Identity crisis: Aadhaar has clear benefits

It’s status quo for the Aadhaar scheme, as the Supreme Court continued to confine its applications to the public distribution scheme and the LPG and kerosene subsidies. Earlier, it had decided that a larger constitutional bench would decide on the question of whether privacy was a fundamental right. Aadhaar’s fate rests on that decision too.
The Centre, along with a host of institutions including the Sebi, RBI, LIC, Trai, and income tax department had appealed for the restriction to be lifted, claiming that the biometric ID system was the more precise way to get social entitlements across, and that it was a purely voluntary transaction. Since its inception, the unique ID plan has faced resistance from several quarters, chiefly privacy activists who claim that the poor should not have to forego their right to privacy in order to access welfare benefits that they need. Conceived by the UPA as the enabling architecture for all social provisions, the scheme had been forced to roll out as an executive order, and finally, the Supreme Court had declared that it could not be mandatory.

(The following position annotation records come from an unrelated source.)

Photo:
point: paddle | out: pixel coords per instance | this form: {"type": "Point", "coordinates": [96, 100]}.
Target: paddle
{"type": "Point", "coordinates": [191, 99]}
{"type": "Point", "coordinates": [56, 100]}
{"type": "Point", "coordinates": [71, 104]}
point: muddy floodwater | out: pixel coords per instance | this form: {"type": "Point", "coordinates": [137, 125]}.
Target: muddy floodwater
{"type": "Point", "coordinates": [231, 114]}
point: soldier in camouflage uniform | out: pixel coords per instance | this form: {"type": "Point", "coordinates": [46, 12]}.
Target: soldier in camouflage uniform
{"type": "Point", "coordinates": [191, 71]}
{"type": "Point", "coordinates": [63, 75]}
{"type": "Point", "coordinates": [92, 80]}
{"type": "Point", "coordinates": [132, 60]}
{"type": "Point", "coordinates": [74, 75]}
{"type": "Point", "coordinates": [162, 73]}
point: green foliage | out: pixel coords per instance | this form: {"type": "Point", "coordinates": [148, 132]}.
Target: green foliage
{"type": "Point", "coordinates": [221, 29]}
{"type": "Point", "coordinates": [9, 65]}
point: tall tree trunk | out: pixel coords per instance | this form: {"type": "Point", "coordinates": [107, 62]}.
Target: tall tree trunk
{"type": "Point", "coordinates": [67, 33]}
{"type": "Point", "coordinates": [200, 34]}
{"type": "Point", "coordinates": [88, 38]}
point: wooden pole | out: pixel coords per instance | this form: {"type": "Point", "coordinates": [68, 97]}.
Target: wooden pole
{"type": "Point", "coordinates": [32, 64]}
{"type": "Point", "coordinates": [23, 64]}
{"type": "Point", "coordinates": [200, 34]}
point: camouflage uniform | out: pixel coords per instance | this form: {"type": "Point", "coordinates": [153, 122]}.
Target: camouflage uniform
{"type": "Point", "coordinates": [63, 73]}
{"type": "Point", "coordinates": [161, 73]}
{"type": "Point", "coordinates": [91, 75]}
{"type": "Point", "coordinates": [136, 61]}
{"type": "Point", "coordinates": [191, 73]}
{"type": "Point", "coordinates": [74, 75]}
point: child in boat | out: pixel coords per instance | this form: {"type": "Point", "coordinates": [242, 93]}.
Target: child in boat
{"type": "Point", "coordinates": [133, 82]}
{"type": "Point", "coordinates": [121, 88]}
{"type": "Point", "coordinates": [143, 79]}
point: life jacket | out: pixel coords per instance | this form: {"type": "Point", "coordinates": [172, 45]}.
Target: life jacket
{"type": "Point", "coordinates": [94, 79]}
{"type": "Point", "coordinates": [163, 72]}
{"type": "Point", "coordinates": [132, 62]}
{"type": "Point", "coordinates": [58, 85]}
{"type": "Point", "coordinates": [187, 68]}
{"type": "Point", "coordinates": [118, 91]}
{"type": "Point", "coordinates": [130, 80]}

The upside of Aadhaar is clear — it is meant to avoid duplication and ghost beneficiaries, and therefore minimise leakage, and keep public spending honest and accurate. This is a clear problem — for instance, according to the 2011census, there are only 21million households in Andhra Pradesh, but there are 24.5 million ration cards. Instead of claiming that the poor would willingly waive their rights to privacy in exchange for social benefits, the government should address these concerns. Setbacks are inevitable in the absence of legislation underpinning the UIDAI. The courts will continue to be the arbiters of its mandate, extending it to this and disallowing that, unless the government makes a convincing case for it and enacts a solid law that guarantees privacy.